China and the US should jointly manage Taiwan independence

Though China and the US have divergences over Taiwan, they also have consensuses. Preserving peace and stability in and around Taiwan is in both sides’ interests. Therefore, when independence seekers stir up troubles, both China’s mainland and the US should intervene, even without consulting each other in advance, and issue decisive warnings to the “Taiwan independence” forces. When Chen Shui-bian threw out the “one country on each side”, the mainland responded forcefully, the then US president also condemned him as a “trouble maker”, indicating that the two parties’ interests overlaps highly when it comes to opposing “Taiwan independence” and preserving regional peace. Lately, the ruling Democratic Progressive Party authorities in Taiwan have frequently stirred up tensions in cross-Strait relations in the form of “flexible Taiwan independence”. Immediately following General Secretary Xi’s important speech, Tsai Ing-wen jumped out and explicitly rejected the “1992 Consensus” and “one country, two systems”, displaying a tougher stance than those of previous Taiwan leaders Lee Teng-hui and Chen Shui-bian, which has added tremendous variables to the peaceful development of cross-Strait ties.
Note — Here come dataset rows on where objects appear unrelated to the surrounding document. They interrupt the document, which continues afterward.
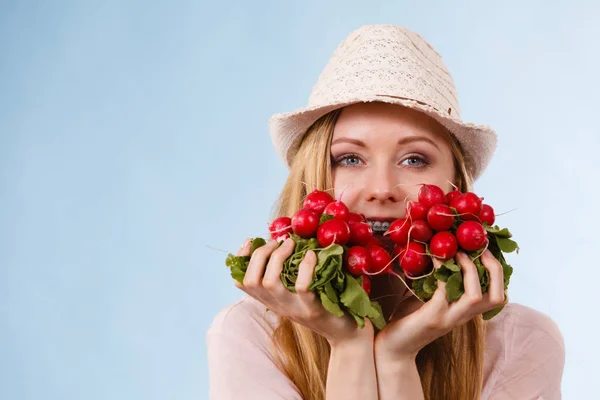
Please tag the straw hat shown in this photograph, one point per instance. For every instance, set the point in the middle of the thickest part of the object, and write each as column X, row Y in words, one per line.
column 390, row 64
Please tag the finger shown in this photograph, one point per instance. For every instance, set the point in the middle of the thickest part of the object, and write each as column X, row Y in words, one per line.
column 272, row 279
column 244, row 250
column 439, row 296
column 496, row 284
column 305, row 277
column 257, row 264
column 472, row 296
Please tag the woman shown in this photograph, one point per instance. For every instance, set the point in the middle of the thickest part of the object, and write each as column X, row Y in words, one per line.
column 382, row 119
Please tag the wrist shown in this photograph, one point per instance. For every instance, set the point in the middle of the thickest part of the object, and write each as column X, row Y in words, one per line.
column 351, row 343
column 392, row 358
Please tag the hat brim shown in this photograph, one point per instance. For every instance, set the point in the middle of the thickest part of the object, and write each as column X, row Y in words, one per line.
column 478, row 141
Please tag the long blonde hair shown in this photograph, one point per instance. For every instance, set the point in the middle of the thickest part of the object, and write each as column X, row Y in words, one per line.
column 451, row 367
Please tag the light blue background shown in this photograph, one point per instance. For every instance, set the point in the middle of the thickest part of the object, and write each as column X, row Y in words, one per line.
column 133, row 134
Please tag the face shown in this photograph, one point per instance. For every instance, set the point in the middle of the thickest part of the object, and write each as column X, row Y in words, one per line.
column 382, row 153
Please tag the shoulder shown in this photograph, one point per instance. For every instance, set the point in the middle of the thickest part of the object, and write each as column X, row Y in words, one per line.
column 247, row 318
column 517, row 325
column 525, row 353
column 240, row 349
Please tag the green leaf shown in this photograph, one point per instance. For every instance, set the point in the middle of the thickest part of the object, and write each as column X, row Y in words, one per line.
column 238, row 266
column 329, row 262
column 442, row 273
column 331, row 293
column 498, row 232
column 451, row 265
column 324, row 218
column 359, row 320
column 417, row 286
column 355, row 298
column 454, row 287
column 376, row 315
column 330, row 306
column 484, row 275
column 429, row 285
column 507, row 270
column 507, row 245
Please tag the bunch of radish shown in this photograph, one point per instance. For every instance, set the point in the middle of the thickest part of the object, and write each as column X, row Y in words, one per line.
column 348, row 253
column 439, row 225
column 331, row 222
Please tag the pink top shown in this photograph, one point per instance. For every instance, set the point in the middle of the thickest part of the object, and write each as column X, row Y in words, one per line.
column 524, row 360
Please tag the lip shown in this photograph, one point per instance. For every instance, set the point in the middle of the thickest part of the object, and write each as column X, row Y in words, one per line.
column 382, row 219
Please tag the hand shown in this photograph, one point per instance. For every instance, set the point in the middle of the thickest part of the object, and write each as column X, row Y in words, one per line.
column 263, row 282
column 403, row 338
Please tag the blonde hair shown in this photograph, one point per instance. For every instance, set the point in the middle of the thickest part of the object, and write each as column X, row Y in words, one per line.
column 451, row 367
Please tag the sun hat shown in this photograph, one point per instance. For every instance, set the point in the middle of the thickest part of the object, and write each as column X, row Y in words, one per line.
column 391, row 64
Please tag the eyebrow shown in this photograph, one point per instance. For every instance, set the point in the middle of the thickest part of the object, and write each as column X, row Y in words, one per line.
column 403, row 141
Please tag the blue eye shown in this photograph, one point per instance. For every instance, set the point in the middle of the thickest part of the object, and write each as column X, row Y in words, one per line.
column 415, row 162
column 348, row 160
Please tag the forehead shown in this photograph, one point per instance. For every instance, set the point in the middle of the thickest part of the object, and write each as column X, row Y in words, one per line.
column 370, row 120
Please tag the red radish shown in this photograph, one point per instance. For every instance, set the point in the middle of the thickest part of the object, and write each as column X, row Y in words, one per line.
column 420, row 231
column 357, row 260
column 450, row 196
column 398, row 231
column 366, row 284
column 333, row 231
column 381, row 261
column 487, row 214
column 338, row 210
column 280, row 228
column 443, row 245
column 305, row 223
column 416, row 211
column 375, row 241
column 440, row 217
column 430, row 195
column 360, row 233
column 317, row 201
column 471, row 236
column 413, row 259
column 468, row 206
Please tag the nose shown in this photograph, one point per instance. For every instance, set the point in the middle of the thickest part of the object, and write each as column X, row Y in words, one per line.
column 382, row 186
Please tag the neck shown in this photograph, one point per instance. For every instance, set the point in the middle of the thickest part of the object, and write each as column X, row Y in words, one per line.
column 390, row 292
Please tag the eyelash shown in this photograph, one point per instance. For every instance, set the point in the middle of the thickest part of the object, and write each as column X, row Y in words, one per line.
column 338, row 161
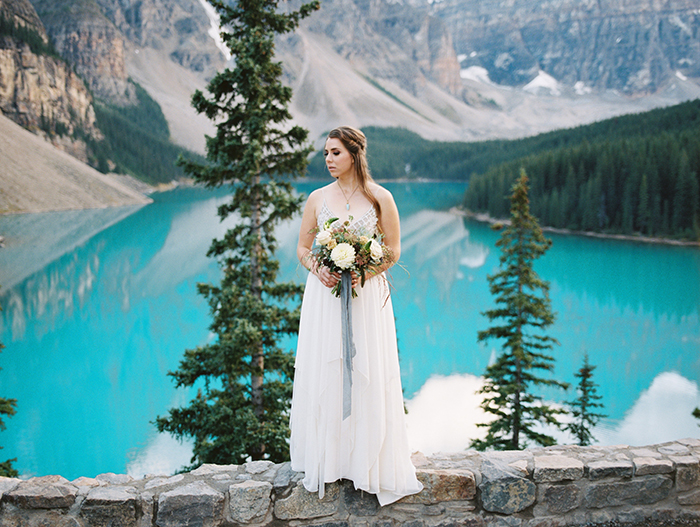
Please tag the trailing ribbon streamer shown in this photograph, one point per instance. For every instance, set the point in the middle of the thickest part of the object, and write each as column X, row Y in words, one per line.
column 349, row 350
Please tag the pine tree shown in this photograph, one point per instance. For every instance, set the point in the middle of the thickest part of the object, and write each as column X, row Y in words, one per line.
column 582, row 408
column 7, row 407
column 524, row 310
column 244, row 376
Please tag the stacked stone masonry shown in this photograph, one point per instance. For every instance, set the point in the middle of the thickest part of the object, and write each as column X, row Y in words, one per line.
column 557, row 486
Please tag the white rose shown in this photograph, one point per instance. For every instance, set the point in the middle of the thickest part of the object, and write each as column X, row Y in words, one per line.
column 324, row 237
column 343, row 255
column 375, row 250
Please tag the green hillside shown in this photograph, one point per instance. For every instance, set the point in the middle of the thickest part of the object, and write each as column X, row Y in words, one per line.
column 631, row 174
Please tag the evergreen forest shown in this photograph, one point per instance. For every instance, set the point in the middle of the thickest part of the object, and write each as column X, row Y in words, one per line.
column 638, row 174
column 136, row 141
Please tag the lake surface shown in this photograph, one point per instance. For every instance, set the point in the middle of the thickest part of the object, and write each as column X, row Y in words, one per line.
column 99, row 305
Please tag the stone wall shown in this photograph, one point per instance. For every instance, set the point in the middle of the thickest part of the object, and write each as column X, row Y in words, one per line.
column 558, row 486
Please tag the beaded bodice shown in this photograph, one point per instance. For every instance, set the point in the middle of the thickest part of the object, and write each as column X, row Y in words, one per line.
column 365, row 224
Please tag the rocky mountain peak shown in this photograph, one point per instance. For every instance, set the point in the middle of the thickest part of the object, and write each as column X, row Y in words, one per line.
column 38, row 90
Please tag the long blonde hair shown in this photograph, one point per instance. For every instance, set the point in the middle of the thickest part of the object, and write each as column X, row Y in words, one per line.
column 356, row 143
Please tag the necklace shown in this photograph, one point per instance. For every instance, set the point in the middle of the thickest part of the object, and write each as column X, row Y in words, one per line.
column 347, row 200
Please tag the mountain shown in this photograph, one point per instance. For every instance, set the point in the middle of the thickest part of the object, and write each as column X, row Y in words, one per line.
column 448, row 70
column 37, row 177
column 633, row 46
column 461, row 69
column 38, row 89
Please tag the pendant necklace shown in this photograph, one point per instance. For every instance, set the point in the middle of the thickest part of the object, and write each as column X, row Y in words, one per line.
column 347, row 200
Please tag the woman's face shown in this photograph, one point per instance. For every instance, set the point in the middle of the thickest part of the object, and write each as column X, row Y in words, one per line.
column 338, row 159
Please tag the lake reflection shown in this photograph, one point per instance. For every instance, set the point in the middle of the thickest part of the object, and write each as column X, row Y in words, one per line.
column 100, row 305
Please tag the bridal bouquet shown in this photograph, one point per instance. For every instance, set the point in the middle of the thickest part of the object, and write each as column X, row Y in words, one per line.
column 344, row 250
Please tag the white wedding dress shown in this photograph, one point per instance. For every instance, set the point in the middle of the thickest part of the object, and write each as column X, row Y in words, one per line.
column 369, row 447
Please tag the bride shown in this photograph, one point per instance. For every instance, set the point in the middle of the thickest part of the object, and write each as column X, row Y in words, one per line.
column 370, row 446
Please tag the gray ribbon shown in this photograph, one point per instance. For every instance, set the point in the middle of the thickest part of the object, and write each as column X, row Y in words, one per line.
column 349, row 350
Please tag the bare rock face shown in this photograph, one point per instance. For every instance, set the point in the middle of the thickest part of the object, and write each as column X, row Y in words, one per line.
column 178, row 26
column 391, row 40
column 632, row 46
column 40, row 91
column 22, row 13
column 91, row 44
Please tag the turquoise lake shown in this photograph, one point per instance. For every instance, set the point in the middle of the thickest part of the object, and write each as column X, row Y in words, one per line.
column 99, row 305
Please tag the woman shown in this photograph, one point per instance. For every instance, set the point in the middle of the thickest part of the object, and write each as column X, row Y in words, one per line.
column 370, row 446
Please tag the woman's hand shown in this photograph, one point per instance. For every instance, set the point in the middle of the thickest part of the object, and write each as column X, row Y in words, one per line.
column 326, row 277
column 330, row 279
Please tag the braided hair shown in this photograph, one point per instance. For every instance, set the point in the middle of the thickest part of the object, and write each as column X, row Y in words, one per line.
column 356, row 143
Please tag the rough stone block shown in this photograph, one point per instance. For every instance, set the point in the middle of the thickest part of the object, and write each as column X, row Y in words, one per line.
column 687, row 472
column 639, row 491
column 508, row 494
column 208, row 469
column 691, row 498
column 610, row 469
column 557, row 468
column 8, row 484
column 195, row 505
column 559, row 499
column 644, row 466
column 444, row 485
column 249, row 500
column 358, row 502
column 645, row 452
column 147, row 508
column 674, row 449
column 160, row 482
column 110, row 507
column 114, row 479
column 46, row 492
column 302, row 504
column 258, row 467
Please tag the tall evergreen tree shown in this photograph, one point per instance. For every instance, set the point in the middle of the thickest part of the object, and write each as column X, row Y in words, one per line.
column 583, row 407
column 523, row 313
column 244, row 376
column 7, row 407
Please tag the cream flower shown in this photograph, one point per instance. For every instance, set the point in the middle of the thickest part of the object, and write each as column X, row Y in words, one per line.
column 343, row 255
column 375, row 250
column 324, row 237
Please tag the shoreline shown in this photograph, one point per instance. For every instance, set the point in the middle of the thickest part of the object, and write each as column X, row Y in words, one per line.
column 486, row 218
Taiwan thus has the potential to again become a powder keg and flashpoint in the Asia-Pacific.

Over the past decades, China and the US have accumulated precious experiences in “jointly managing ‘Taiwan independence’”. Today, as the dying embers of “Taiwan independence” flare up, the mainland and the US should learn lessons from their past experiences, and join hands to issue explicit warnings to independence seekers, prevent them from misjudging the situation and disrupting the overall China-US relationship as well as peace and stability in the entire Asia-Pacific.